Car si Gide a largement publié ses textes « à la maison », aux Éditions de la NRF puis chez Gallimard, cet amateur d'éditions originales, de plaquettes, de tirages minuscules et confidentiels, de beaux et grands papiers, a également diversifié sa production chez un grand nombre d'éditeurs, comme au Mercure de France, ou encore, à partir de 1945, chez le suisse Ides et Calendes, sis à Neuchâtel, maison dont Richard Heyd, devenu son ami dans les années 1930, était le directeur littéraire. Parce que les conditions d'édition étaient meilleures en Suisse que dans la France occupée puis exsangue après la guerre, et peut-être aussi afin de marquer son indépendance en tant qu'auteur.

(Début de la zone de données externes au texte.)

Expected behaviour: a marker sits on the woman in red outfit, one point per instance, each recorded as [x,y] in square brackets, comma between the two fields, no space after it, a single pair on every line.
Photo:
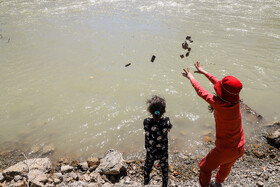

C'est Heyd qui, par admiration et ferveur, va solliciter de Gide un certain nombre de textes, les publier, de 1945 à 1951, dans de belles éditions, à un rythme soutenu, dans des conditions souvent acrobatiques, et à perte. Et déclencher, juste après la mort de l'écrivain, en 1951, une polémique, en donnant à l'inédit Et nunc manet in te - écrit intime sur le mariage de Gide et ses relations avec son épouse Madeleine (décédée en 1938) - une large diffusion. Était-ce là la volonté de l'auteur, ou le désir de l'éditeur de se refaire ? Le compte de Gide chez Ides et Calendes était largement déficitaire, y compris les ventes des huit volumes de son Théâtre complet, la seule édition à ce jour de cette part importante de son travail. Toujours est-il qu'il y eut polémique publique et que, par voie de presse, le « Comité Gide », chargé par lui de veiller après sa mort sur son œuvre aux côtés de sa fille Catherine, protesta contre cette entreprise mercantile et la divulgation trop large d'un texte jugé scandaleux. Les très prudents Roger Martin du Gard et Jean Schlumberger furent les plus virulents contre Richard Heyd qui, proche de la famille, ne s'en remit jamais vraiment.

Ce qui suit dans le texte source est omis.